Payers are also increasingly forming partnerships to provide analysis. Medical and healthcare system partnerships are developing along these lines and the large integrated delivery networks (IDNs), such as Boston’s Partners HealthCare, have their own academic research teams to call on, says Dye.
“I’m hearing of it more often now. Where some organizations don’t have their own internal capacity, if they affiliate with an academic center there is more opportunity to collaborate on research projects or access data to answer specific questions for the payer.
“I think that it is going to become more advantageous for those large IDNs to affiliate with schools and centers of public health. There is a big opportunity there to leverage data to better answer the important questions.”

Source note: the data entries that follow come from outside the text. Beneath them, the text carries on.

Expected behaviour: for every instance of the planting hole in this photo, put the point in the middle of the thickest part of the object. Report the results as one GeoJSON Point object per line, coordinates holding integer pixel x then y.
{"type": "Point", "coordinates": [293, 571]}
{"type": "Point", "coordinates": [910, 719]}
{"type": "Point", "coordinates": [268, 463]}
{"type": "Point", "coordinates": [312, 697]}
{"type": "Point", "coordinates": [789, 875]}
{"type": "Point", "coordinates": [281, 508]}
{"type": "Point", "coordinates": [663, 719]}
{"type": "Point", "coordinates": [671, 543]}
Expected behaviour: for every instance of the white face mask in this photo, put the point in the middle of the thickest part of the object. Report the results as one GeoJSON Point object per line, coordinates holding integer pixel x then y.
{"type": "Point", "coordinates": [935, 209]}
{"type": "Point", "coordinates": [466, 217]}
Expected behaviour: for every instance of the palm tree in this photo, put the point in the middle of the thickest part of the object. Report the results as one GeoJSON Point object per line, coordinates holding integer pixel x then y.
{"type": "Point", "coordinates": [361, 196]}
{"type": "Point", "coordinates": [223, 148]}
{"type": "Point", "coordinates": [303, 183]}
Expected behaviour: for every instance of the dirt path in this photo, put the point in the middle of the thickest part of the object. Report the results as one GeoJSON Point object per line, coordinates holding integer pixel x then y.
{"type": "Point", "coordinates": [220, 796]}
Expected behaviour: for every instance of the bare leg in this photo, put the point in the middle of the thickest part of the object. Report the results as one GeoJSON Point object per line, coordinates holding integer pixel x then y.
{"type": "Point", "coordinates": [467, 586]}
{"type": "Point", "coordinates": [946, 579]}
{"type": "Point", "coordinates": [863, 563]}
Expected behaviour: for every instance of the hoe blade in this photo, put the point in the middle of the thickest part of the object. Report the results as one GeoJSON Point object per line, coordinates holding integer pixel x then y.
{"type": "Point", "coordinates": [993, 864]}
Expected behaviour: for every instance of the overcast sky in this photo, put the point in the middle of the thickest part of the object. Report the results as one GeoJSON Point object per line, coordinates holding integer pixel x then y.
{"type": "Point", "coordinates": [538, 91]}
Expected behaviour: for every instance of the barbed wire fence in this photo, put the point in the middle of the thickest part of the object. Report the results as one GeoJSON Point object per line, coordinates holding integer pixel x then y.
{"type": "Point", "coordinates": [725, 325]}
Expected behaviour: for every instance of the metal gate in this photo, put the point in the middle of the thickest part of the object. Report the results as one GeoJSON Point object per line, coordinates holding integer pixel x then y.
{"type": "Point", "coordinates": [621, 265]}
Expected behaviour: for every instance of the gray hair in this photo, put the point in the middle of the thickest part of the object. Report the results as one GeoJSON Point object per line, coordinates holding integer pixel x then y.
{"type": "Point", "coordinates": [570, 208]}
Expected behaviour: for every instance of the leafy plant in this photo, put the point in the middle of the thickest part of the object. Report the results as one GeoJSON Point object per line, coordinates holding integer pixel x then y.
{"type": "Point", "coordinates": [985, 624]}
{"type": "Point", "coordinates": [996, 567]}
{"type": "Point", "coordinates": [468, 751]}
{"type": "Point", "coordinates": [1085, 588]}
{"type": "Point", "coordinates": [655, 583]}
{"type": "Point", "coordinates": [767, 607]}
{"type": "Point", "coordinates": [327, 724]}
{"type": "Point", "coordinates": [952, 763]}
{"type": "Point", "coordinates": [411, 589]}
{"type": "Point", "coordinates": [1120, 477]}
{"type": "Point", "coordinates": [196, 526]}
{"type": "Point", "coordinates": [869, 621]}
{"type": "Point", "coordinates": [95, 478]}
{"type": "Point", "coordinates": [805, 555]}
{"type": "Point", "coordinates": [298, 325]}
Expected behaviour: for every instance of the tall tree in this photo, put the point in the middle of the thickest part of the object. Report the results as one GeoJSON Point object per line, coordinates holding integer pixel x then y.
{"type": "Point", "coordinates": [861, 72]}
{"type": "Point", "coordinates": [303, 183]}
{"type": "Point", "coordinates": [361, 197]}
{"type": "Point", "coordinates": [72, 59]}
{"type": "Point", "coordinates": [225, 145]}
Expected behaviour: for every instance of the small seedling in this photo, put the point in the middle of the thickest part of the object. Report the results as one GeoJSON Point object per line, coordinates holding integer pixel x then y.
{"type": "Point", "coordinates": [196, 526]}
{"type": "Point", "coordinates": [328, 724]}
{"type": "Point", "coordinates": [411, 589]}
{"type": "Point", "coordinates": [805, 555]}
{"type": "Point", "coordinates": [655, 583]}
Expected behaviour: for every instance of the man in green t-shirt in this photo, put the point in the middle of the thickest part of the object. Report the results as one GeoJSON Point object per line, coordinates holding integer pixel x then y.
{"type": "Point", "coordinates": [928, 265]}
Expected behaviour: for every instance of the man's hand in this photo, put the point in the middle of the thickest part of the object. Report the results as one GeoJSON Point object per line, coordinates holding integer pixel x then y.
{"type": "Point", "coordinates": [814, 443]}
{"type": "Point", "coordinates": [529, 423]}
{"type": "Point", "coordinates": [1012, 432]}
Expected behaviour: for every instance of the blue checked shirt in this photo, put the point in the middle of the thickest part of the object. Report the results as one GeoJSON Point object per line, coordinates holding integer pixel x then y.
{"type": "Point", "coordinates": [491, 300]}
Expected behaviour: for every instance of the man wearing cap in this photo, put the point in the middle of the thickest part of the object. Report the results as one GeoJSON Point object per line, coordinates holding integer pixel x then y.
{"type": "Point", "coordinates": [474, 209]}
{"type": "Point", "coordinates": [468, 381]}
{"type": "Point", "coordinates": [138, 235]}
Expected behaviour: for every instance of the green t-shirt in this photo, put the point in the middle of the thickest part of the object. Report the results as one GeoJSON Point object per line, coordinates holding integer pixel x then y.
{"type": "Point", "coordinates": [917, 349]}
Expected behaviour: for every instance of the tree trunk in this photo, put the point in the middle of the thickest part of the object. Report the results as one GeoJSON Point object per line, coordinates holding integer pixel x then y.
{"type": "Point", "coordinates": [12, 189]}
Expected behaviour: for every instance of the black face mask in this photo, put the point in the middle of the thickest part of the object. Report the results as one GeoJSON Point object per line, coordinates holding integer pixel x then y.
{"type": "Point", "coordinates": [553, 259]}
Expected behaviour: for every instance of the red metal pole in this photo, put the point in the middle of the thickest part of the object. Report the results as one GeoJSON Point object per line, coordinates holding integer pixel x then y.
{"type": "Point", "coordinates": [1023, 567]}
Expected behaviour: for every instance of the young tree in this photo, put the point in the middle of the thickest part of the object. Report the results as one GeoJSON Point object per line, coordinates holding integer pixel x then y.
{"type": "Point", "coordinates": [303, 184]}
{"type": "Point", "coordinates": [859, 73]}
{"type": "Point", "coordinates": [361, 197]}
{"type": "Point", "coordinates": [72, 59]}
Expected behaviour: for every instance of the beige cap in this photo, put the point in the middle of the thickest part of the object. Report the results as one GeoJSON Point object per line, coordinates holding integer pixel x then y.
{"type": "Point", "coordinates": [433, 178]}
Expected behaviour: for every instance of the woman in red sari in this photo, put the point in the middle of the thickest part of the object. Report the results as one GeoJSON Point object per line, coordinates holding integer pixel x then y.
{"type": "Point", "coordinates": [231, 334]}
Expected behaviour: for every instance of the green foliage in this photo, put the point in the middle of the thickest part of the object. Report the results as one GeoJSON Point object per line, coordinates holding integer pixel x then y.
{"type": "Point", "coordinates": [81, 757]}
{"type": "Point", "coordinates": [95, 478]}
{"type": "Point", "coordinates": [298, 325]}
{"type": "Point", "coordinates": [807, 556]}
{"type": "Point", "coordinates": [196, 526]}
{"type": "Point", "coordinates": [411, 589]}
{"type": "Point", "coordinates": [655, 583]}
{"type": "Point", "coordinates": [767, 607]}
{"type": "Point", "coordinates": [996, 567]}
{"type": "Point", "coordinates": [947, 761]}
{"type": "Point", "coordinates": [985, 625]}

The path towards a greater degree of trust in the data lies in trying to move away from the adversarial nature of many of these interactions, says Sean McElligott, Director, Global Market Access Lead Dermatology, at Janssen.
Rather than each party gathering and conducting their own analysis, it could be done in a much more constructive way by pooling their capabilities in these areas. “In terms of capabilities at the micro level-every time I have worked with an insurance company they have strong capabilities and it would be mutually beneficial for a more explicit partnership.”
He continues: “The way data is being used reflects that adversarial relationship when we should all be rowing in the same direction. We have to align our incentives so that we move towards the end goal of us trying to help patients live better lives. Data is the boat that will get us to that shore.
“Our shared objective is to make sure people suffering with disease get the drugs they need and do that in cost-efficient manner by using the data and our ability to analyze it. If we could bring our analytical capabilities together it would be jointly beneficial,” says McElligott.
Despite the doubts that may exist, closer collaboration between payers and pharma can only benefit both parties when it comes to RWE, says Mitchell. “There is way more payers and pharma could gain by collaborating using real world evidence than would be lost. I don’t think mistrust is warranted. There is a huge opportunity for both parties.
“If we build that trust it could be huge opportunity for us to improve the efficiency of care, to align on appropriate uses of therapies in specific patient populations, to align economic incentives to outcomes, to expand the utilization of theories based on real-world evidence, to expand the use of therapies in new patient populations in a way that will be cost effective for payers and also meet patient needs and outcomes. If we can overcome the trust gap and improve health there is a lot to be gained.”
Another important but seldom-included source of information is from the patients themselves. Including the patient perspective would add valuable insights into the real-world effectiveness of particular drugs, and so would build trust in the claimed outcomes, says Dye.
“The other thing missing from claims data and medical records is the patient’s voice. We often have no idea from these data sources if the patient is satisfied with the care they are receiving and if they are able to live out the best possible quality of life that is possible for them. If you don’t measure those end points then you are going to have a hard time backing up the claim that you are a patient-centered company.
“My aspiration is that we can include the patient perspective in the design of the study and in the measured outcomes using meaningful patient-reported outcomes so that it can impact decision-making. I don’t think we’re there yet.”